I am using read.csv()
to make a data.table
. When importing the columns, I need them to be imported as either 'character' or 'numeric'.
I'm using the following code (simplified for brevity):
dataCols <- c(a="character", b="character", c="numeric", d="character")
data <- data.table(read.csv(file="data.csv", row-names=1, stringsAsFactors=F, colClasses=dataCols))
For ease, I would like to have the dataCols vector be a list of all possible columns as I'm reading a number of csv files which represent the data at various parts of a process (which my code is meant to be checking for equality).
If I use the above code to read a csv file which has all the columns a, b, c and d it reads okay. If, however, I try to read a csv which only has columns a-c, I get the following error:
Error in scan(file, what, nmax, sep, dec, quote, skip, nlines, na.strings, :
scan() expected 'a real', got '"abc"'
where "abc" is the contents of row 1 in column b.

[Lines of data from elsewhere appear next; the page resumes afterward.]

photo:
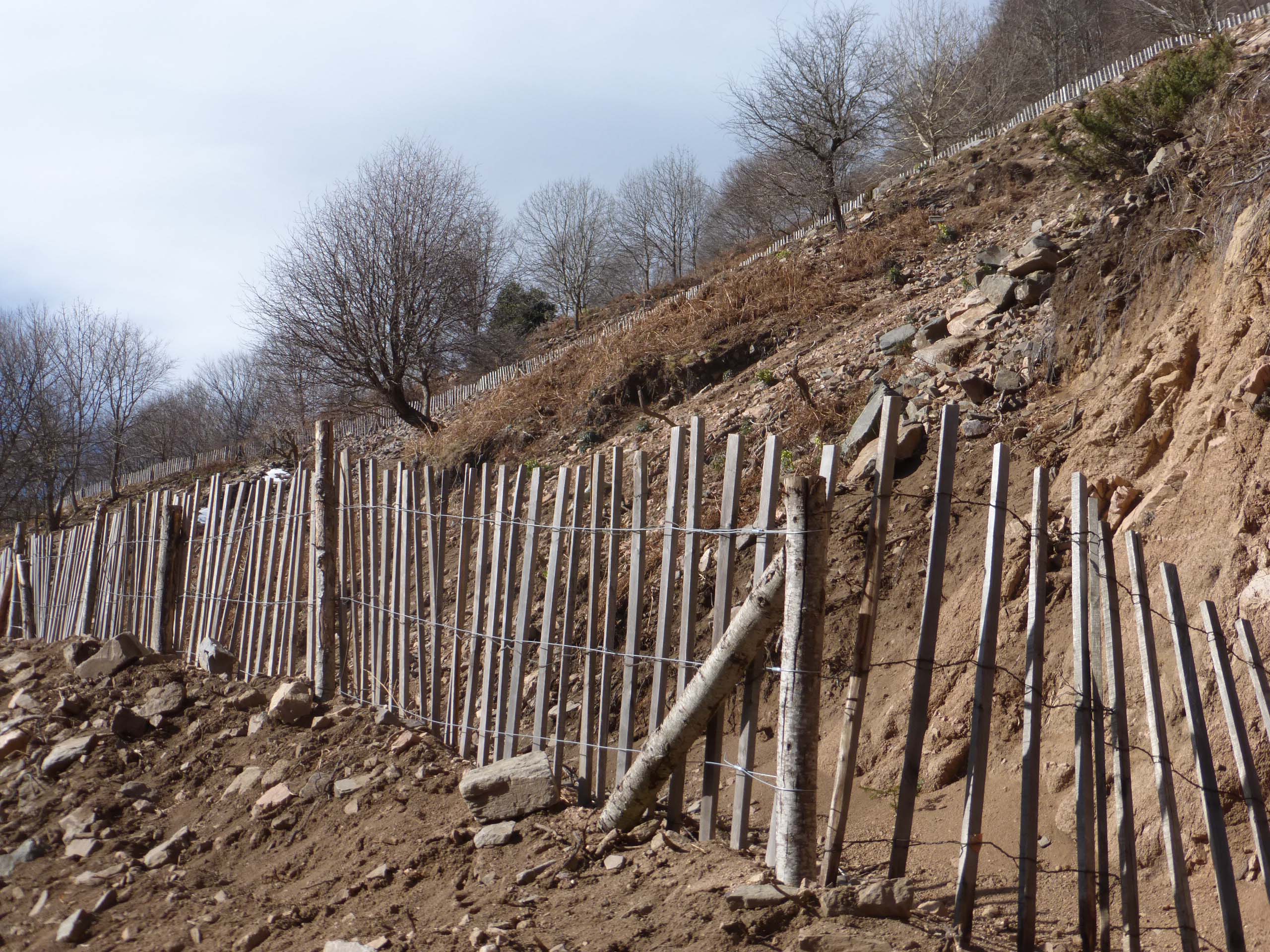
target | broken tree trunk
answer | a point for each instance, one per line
(722, 670)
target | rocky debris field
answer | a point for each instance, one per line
(151, 806)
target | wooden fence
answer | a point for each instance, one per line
(517, 610)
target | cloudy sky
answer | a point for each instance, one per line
(154, 151)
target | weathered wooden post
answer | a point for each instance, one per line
(26, 598)
(321, 538)
(919, 711)
(849, 742)
(798, 737)
(1159, 735)
(88, 597)
(1214, 819)
(981, 715)
(1034, 699)
(166, 581)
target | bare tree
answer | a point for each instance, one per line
(931, 50)
(821, 93)
(567, 233)
(134, 367)
(380, 281)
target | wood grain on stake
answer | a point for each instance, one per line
(919, 710)
(849, 742)
(1249, 781)
(688, 599)
(634, 615)
(548, 629)
(724, 561)
(981, 715)
(1122, 770)
(750, 692)
(1082, 678)
(1214, 821)
(1157, 734)
(1034, 702)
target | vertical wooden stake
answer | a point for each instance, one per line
(1159, 735)
(981, 716)
(688, 599)
(1121, 767)
(1249, 781)
(802, 654)
(876, 549)
(166, 579)
(933, 598)
(1214, 821)
(1034, 699)
(321, 537)
(1082, 677)
(634, 616)
(727, 554)
(754, 683)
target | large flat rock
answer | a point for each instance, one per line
(508, 790)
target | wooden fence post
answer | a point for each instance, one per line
(1159, 735)
(26, 597)
(802, 654)
(1214, 821)
(88, 599)
(1034, 699)
(1249, 781)
(750, 692)
(981, 715)
(727, 555)
(919, 711)
(1121, 767)
(876, 547)
(166, 581)
(321, 538)
(1083, 716)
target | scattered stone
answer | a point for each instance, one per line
(247, 778)
(897, 338)
(74, 927)
(511, 789)
(112, 658)
(13, 743)
(167, 700)
(251, 940)
(127, 724)
(250, 700)
(758, 896)
(168, 851)
(886, 899)
(1000, 291)
(215, 659)
(273, 799)
(291, 704)
(497, 834)
(66, 753)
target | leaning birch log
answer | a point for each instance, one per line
(722, 670)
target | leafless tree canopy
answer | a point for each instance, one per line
(384, 278)
(821, 93)
(567, 234)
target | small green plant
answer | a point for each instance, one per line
(1126, 125)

I'm telling it to read the column as a character, and it's getting a character, but it's giving me an error. Why is this? Frustratingly, when I was doing this with a different thing the other day, if i put extra colClasses in it just gave me a warning that said 'there are more colclasses listed than exist in your csv'.
I'm completely at a loss as to why these errors are a) different and, in the case of the problem I described above, even appearing in the first place.